Interrogé sur la possibilité pour les États-Unis d'imposer des sanctions à des partis et des responsables politiques s'ils ne coopèrent pas pour désarmer le Hezbollah, il a répondu : « Le Hezbollah figure sur notre liste (de sanctions) depuis longtemps. Nous travaillerons avec le Premier ministre après que son gouvernement aura reçu la confiance, et bien entendu avec le président de la République. Tant que la coopération est établie avec le gouvernement légitime du Liban, il n'y a pas besoin de sanctions. »
« L'un des défis réside dans la levée de certaines sanctions imposées dans le passé qui ont entravé l'aide pour fournir de l'électricité 24 heures sur 24 au Liban, entre autres. Par conséquent, nous prévoyons l'inverse, c'est-à-dire la levée de certaines sanctions », a-t-il ajouté.
Soutien à l'armée
Le Premier ministre Nawaf Salam lui aussi reçu au Grand Sérail la délégation américaine, qui comprenait aussi les sénateurs Chuck Edwards et James Baird. En accueillant ses hôtes, il a souligné « la nécessité pour Washington de faire pression sur Israël pour qu'il se retire complètement des points qu'il occupe encore, le plus rapidement possible ». Cette occupation au Liban-Sud n'a selon lui « aucune justification militaire ni sécuritaire » et constitue une violation de l'accord de cessez-le-feu, de la résolution 1701 du Conseil de sécurité, du droit international et de la souveraineté du Liban, a-t-il affirmé. Darrell Issa a exprimé de son côté son « soutien au Liban et à l'armée libanaise ».

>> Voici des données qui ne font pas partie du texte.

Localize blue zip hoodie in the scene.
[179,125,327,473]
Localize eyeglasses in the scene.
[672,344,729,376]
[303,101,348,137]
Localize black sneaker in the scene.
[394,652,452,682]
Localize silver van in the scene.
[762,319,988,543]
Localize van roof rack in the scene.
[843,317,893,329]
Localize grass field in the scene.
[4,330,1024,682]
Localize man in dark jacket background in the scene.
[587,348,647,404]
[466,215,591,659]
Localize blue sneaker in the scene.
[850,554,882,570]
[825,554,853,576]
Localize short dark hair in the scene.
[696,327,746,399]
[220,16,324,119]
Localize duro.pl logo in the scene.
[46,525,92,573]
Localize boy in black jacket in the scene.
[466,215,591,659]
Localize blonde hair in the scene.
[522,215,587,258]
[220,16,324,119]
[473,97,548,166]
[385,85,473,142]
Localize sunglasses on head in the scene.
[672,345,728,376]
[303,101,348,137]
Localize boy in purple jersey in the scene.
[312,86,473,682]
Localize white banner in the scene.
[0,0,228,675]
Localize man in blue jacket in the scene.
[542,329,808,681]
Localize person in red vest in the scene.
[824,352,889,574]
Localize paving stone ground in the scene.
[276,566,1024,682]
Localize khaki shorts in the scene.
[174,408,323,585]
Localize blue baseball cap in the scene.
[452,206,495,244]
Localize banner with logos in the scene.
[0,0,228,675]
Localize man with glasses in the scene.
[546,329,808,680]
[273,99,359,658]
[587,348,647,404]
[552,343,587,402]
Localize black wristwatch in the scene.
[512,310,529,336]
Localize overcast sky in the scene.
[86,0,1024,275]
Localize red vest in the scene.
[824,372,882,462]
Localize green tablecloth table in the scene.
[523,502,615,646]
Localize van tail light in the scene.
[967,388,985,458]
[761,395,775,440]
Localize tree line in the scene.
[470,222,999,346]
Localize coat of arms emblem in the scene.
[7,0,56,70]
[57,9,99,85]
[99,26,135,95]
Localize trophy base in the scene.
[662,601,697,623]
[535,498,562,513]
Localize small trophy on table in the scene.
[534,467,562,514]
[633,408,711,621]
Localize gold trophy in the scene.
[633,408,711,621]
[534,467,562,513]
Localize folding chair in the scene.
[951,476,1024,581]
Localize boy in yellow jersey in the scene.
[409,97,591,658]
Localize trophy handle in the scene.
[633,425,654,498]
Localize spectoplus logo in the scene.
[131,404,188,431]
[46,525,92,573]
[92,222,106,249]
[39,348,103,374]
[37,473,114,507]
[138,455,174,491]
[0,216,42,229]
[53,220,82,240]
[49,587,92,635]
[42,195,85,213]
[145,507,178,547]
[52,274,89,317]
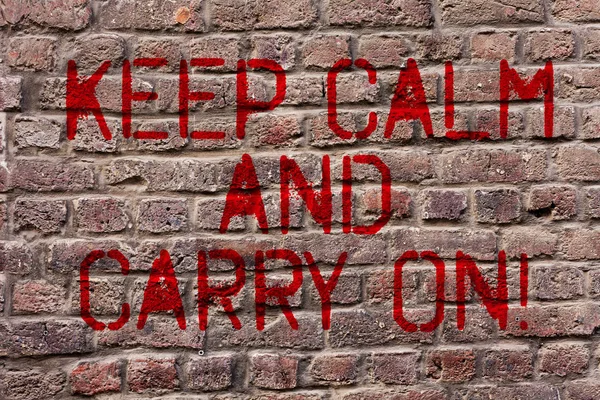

Le chef de la diplomatie libanaise Joe Raggi a insisté lui aussi auprès des membres du Congrès sur la nécessité « d'un retrait complet d'Israël de tous les territoires libanais occupés, du respect de ses engagements dans l'accord de cessation des hostilités, et de l'application de la résolution 1701 ». Il a remercié le Congrès et l'administration américaine pour « avoir exempté le Liban de la décision de suspendre l'aide américaine, et pour avoir accordé une aide de 95 millions de dollars à l'armée libanaise », saluant le soutien américain à la troupe et aux institutions publiques libanaises. Le sénateur Issa a invité le ministre Raggi à effectuer une visite à Washington et ce dernier lui a promis de répondre à cette invitation dans les plus brefs délais.
Après une guerre dévastatrice qui a duré d’octobre 2023 jusqu’au cessez-le-feu de novembre 2024, l’armée israélienne, après avoir reporté de plus de deux semaines son retrait du Liban-Sud, a finalement quitté les villages frontaliers qu’elle occupait encore, ouvrant la voie à un déploiement de l’armée libanaise, conformément à la résolution 1701. Elle a cependant maintenu sa présence en cinq points sur les hauteurs à l’intérieur des terres libanaises, les estimant « stratégiques ». Le Liban officiel a répliqué en annonçant qu’il allait porter plainte auprès du Conseil de sécurité de l’ONU, mais qu’il ne privilégiait que la voie diplomatique, au grand dam du Hezbollah.